Так, горланя «вражьи» песни и развлекая подрастающее поколение местной аристократии, мы и коротали путь по длинным и извилистым горным тропам. Но не приходилось скучать и нам самим – уже на следующий день я клятвенно пообещал Васкесу собственноручно укоротить ему его слишком длинный язык, если он еще чего-нибудь не то разболтает. Дети рассказали услышанное от нас матери, а та – нашему командиру. Тордул же, вояка опытный, засыпал нас такими вопросами, что мы лишь с огромным трудом кое-как сумели удовлетворить его любопытство – к счастью, сугубо профессиональное – не запутавшись и не спалившись. После этого наш мент, который и сам при этом изрядно перебздел, зарекся врать без согласования своих выдумок с нами. А вердикт нашего начальника был таков:
– Воевать так, как воюет ваш «киняз», – людей не напасешься. Вы четверо – его подданные, и будет нехорошо, если я при вас назову его глупцом. Но мы так не воюем, и вы сами в этом уже могли убедиться. А я уже видел в деле вас и считаю, что без своего вождя вы воюете лучше, чем с ним. Значит, к вам самим боги благосклоннее, чем к нему. Пусть так будет и впредь!
Против такого мнения начальства мы ничего не имели. Тем более что в нем содержался и намек на весьма вероятные улучшения, против которых мы, само собой, тоже ничего не имели. В этом нашем первом походе обстоятельства сложились для нас на редкость удачно. Еще утомляют переходы, еще стелется пыль, еще донимают слепни, но это уже обратный путь – с победой и добычей! Если бы еще только Велия не так часто мозолила глаза…
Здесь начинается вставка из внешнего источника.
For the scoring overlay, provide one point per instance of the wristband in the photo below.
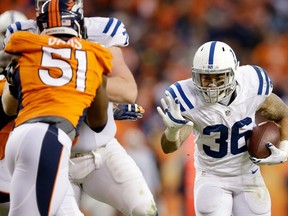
(284, 146)
(171, 135)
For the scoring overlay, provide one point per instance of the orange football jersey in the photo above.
(5, 131)
(2, 82)
(57, 78)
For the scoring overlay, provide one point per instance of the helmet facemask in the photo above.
(217, 60)
(221, 89)
(71, 20)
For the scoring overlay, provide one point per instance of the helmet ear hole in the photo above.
(214, 58)
(62, 17)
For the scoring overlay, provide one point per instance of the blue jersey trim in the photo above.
(211, 53)
(107, 27)
(171, 91)
(116, 28)
(187, 101)
(261, 81)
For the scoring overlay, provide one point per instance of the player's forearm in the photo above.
(172, 140)
(120, 90)
(9, 103)
(167, 146)
(97, 112)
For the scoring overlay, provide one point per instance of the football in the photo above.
(264, 132)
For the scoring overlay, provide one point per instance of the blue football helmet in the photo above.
(214, 58)
(60, 17)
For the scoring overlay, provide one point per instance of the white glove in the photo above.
(277, 156)
(172, 118)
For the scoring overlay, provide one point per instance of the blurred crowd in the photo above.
(164, 35)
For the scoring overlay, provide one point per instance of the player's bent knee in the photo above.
(149, 209)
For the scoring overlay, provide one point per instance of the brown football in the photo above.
(261, 134)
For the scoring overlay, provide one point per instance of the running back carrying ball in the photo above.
(265, 132)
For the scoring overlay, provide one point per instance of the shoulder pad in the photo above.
(182, 91)
(107, 31)
(256, 79)
(25, 25)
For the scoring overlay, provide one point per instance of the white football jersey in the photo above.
(108, 32)
(221, 131)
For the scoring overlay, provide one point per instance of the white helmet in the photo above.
(212, 58)
(39, 5)
(6, 19)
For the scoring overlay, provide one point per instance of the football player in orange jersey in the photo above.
(56, 81)
(93, 179)
(6, 122)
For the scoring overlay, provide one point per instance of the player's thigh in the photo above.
(211, 198)
(41, 154)
(5, 177)
(254, 199)
(118, 175)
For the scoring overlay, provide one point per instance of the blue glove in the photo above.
(277, 156)
(127, 112)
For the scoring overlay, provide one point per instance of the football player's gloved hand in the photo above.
(277, 156)
(9, 72)
(172, 117)
(127, 111)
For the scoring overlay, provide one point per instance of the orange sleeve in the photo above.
(104, 57)
(21, 42)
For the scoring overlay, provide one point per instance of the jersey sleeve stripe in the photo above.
(107, 27)
(261, 81)
(18, 26)
(187, 101)
(10, 29)
(171, 91)
(211, 53)
(268, 81)
(116, 28)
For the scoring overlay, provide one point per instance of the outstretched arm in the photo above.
(97, 112)
(276, 110)
(121, 85)
(177, 128)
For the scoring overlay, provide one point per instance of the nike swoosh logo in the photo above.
(254, 171)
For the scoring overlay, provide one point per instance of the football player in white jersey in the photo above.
(6, 19)
(218, 105)
(99, 164)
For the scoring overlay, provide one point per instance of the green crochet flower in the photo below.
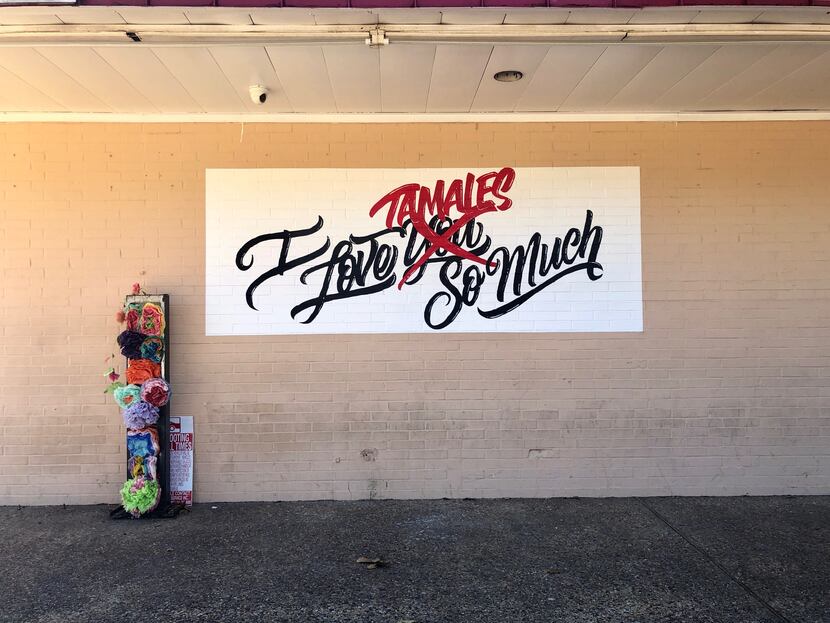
(139, 495)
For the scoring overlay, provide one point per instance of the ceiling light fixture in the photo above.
(511, 75)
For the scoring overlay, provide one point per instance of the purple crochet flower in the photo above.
(140, 415)
(130, 343)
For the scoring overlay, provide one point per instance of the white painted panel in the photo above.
(456, 74)
(408, 16)
(354, 73)
(668, 15)
(405, 72)
(197, 71)
(217, 15)
(13, 15)
(537, 16)
(152, 15)
(304, 77)
(473, 16)
(88, 15)
(563, 67)
(244, 66)
(282, 16)
(149, 75)
(19, 96)
(781, 62)
(601, 16)
(595, 210)
(503, 96)
(726, 62)
(49, 79)
(612, 71)
(96, 75)
(726, 15)
(795, 15)
(811, 83)
(344, 16)
(664, 71)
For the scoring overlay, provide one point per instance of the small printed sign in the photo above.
(181, 460)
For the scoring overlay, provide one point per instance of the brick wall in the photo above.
(727, 391)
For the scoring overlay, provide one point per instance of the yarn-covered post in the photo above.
(145, 402)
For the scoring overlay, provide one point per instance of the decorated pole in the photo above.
(145, 403)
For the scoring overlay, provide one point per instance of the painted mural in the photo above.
(500, 249)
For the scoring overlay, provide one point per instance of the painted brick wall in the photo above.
(727, 391)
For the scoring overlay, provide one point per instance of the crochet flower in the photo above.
(133, 316)
(140, 415)
(152, 320)
(140, 370)
(140, 495)
(155, 392)
(153, 349)
(130, 343)
(127, 395)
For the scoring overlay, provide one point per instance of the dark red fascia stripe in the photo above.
(438, 4)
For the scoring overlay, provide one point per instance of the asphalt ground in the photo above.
(553, 560)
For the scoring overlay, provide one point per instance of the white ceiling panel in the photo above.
(795, 15)
(601, 16)
(665, 70)
(152, 15)
(613, 70)
(86, 67)
(405, 75)
(88, 15)
(476, 16)
(669, 15)
(726, 62)
(456, 75)
(409, 77)
(408, 16)
(782, 61)
(537, 16)
(149, 75)
(200, 75)
(35, 69)
(282, 16)
(731, 15)
(344, 16)
(503, 96)
(19, 96)
(354, 73)
(563, 67)
(245, 66)
(216, 15)
(302, 72)
(14, 15)
(811, 82)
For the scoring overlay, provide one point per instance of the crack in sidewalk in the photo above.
(700, 550)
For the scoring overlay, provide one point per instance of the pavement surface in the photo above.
(553, 560)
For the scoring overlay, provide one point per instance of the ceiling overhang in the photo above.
(186, 63)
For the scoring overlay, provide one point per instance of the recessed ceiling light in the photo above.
(511, 75)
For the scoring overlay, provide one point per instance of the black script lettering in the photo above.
(542, 261)
(352, 270)
(283, 264)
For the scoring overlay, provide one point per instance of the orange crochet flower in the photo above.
(140, 370)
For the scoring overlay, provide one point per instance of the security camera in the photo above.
(258, 93)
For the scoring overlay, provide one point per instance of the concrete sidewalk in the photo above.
(555, 560)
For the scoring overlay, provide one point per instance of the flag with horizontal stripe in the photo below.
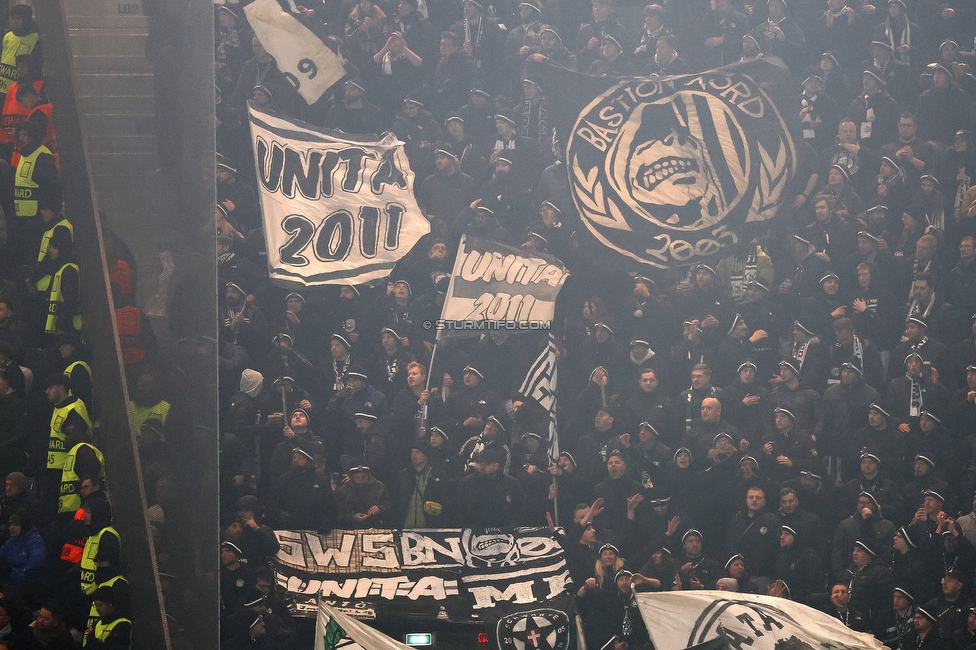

Побаловав нас разгулом сразу после взятия «города», командование затем снова навело строгий уставной порядок, и на привалах баловаться с пленницами никому больше не дозволялось. Будучи достаточно ценной частью добычи, они должны были сохранять и «товарный вид». В результате всех нас в эти дни снова начал донимать изрядный сухостой, а тут то и дело мелькает эта шмакодявка, которой еще, кажется, и шестнадцати не исполнилось, но фигурка уже весьма соблазнительная, что прекрасно просматривается и сквозь одежку. А до деревни еще день пути, и дайте боги, чтобы из погибших в походе пейзан ни одна сволочь не оказалась каким-нибудь родственником Астурды! Боги, ну как людей прошу – только не это, млять!
– Да, было бы неприятно, – согласился испанец. – Общая радость от удачной мести не отменит семейного траура по убитым своим…
А тут еще Серега с Володей предвкушают, как доберутся до своих Юльки с Наташкой, у которых уж точно не окажется ни по ком никакого траура. Как завалят их в койку, в каких позах будут их иметь, по скольку раз – в подробностях предвкушают, со смаком, да еще и обсуждают эту перспективу меж собой вслух! Ну и не сволочи ли они оба после этого?!